How good bacteria can help keep a gut healthy
New research reveals a cellular mechanism by which good bacteria can help the gut stay healthy. The study, which appears in the journal Immunity, shows that good bacteria, or the microbiota, interact with both the epithelial cells lining the gut and cells of the immune system to help balance the immune responses and protect the gut from unwanted inflammation. The study suggests that manipulating the microbiota to limit intestinal immune responses could have potential therapeutic benefits for conditions such as inflammatory bowel disease.
“A significant body of work currently indicates that the microbiota shapes the immune system and helps it to do its job,” said corresponding author Dr. Gretchen Diehl, assistant professor of molecular virology and microbiology co-director of the Biology of Inflammation Center and a member of the Dan L Duncan Comprehensive Cancer Center at Baylor College of Medicine. “Disease-causing microbes, such as Salmonella, evoke a strong inflammatory immune response that is directed at eliminating the microbe. But an inflammatory immune response, especially in the intestine, can be damaging to the healthy tissue. Here we defined a role for the microbiota in modulating the immune response in a way that reduces inflammation and limits the damage it can do to the gut.”
For an effective immune response, immune cells called antigen-presenting cells direct other immune cells, called T cells, to mount an appropriate inflammatory response to fight microbial invaders. They also direct anti-inflammatory T cells, also known as regulatory T cells, to limit inflammatory immune responses against things like the food we eat and to turn off inflammatory immune responses.
The microbiota helps ‘tune down’ the inflammatory response by instructing the antigen-presenting cells to secrete the cytokine IL-10, an important anti-inflammatory molecule. IL-10 dampens inflammatory T cell responses and promotes regulatory T cell responses that keep the balance.
“The result is a balanced response that still can fight off an infection like Salmonella, but that is regulated to prevent damage to the healthy intestinal tissue,” Diehl said. “We wanted to know how the microbiota could induce these kind of responses.”

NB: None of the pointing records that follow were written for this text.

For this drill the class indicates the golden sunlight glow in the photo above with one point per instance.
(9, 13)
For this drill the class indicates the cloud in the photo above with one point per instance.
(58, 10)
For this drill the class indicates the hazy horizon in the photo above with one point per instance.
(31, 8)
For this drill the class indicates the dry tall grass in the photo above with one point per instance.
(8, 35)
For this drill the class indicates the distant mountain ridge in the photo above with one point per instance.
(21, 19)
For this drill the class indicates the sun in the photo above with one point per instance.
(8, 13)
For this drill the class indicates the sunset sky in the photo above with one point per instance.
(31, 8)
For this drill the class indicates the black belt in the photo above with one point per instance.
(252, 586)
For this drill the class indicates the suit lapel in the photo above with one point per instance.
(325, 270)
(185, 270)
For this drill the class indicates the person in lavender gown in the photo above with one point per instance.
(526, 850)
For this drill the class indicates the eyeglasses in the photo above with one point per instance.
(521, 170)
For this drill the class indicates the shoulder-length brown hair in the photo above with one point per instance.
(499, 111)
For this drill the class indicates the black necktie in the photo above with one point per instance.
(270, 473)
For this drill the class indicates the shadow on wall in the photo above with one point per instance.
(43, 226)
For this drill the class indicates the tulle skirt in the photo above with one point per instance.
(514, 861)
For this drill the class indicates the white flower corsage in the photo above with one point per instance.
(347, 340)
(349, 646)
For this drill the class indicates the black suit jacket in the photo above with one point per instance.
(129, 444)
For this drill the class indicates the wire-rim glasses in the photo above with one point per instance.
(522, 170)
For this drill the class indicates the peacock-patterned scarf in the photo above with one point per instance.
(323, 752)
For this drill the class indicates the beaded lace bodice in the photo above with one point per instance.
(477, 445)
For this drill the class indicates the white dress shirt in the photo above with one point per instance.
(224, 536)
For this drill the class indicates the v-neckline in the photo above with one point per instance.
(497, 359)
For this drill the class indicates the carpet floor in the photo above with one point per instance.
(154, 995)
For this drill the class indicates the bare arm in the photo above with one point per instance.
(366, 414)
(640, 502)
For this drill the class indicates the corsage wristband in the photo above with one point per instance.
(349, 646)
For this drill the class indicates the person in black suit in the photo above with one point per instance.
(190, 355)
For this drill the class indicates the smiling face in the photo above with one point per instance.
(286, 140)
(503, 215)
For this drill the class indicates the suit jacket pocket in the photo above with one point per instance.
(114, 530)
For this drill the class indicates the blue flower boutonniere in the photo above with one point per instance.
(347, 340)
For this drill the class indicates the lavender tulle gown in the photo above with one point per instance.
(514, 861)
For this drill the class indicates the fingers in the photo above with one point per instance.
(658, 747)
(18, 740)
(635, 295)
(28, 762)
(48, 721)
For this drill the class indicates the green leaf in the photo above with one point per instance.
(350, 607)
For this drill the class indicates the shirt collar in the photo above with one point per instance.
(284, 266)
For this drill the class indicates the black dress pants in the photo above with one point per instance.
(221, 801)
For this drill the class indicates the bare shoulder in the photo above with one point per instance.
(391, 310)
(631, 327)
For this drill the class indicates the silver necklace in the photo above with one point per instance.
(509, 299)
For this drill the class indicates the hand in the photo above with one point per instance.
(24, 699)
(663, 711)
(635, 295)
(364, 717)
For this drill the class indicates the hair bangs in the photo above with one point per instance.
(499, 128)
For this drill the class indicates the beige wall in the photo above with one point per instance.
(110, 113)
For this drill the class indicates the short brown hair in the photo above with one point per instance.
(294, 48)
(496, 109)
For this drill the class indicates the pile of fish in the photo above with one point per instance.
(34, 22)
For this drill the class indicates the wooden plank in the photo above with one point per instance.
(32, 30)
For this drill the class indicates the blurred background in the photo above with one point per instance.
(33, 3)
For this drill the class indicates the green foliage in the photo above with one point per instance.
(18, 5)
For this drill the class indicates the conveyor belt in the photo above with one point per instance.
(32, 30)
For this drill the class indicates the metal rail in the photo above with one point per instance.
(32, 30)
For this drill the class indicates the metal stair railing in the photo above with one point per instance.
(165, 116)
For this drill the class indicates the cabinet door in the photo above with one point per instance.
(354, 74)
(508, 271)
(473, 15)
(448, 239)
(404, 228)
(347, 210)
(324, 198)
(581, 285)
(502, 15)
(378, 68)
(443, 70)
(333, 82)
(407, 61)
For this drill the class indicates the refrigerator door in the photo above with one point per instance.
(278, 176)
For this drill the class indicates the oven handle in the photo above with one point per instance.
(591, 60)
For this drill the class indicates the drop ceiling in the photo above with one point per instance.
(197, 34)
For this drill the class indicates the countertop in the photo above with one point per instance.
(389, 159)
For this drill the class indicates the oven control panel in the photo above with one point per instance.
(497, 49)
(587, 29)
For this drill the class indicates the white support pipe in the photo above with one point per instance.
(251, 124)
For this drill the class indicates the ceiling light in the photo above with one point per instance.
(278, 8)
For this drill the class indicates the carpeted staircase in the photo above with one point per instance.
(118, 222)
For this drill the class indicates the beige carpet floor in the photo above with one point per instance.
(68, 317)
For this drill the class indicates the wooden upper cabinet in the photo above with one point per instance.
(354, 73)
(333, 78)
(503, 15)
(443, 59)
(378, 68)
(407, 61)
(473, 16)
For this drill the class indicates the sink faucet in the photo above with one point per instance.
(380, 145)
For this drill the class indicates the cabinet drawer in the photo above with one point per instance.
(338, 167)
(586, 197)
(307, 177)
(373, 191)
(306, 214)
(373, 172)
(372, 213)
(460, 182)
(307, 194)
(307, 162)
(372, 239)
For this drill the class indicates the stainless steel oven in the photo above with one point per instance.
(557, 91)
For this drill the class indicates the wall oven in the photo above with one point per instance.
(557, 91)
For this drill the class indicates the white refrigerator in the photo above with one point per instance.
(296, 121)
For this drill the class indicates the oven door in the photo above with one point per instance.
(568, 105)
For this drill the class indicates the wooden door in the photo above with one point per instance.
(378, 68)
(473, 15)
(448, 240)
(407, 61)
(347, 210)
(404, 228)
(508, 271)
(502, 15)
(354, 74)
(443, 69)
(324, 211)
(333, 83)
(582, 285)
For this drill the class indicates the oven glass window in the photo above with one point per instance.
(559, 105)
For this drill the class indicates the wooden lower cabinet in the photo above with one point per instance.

The microbiota-epithelium connection
“We found that when we gave the laboratory animals antibiotics, the antigen-presenting cells did not make IL-10. When we put back bacteria in the animals’ guts, only bacteria that could attach to the intestinal epithelium triggered IL-10 production by antigen-presenting cells and reduced the inflammatory response,” Diehl said. “It’s somewhat counterintuitive because microbes that can attach to the intestinal epithelium are thought of as pathogens that can potentially cause disease. But in this case we found that the attachment of bacteria to the epithelium was not causing disease; on the contrary, it was necessary to promote a balanced regulation of the T cell responses and helped protect the gut.”
The researchers indicate that their study is barely scratching the surface, and they are actively looking for other mechanisms by which microbes can promote a well-balanced intestinal environment.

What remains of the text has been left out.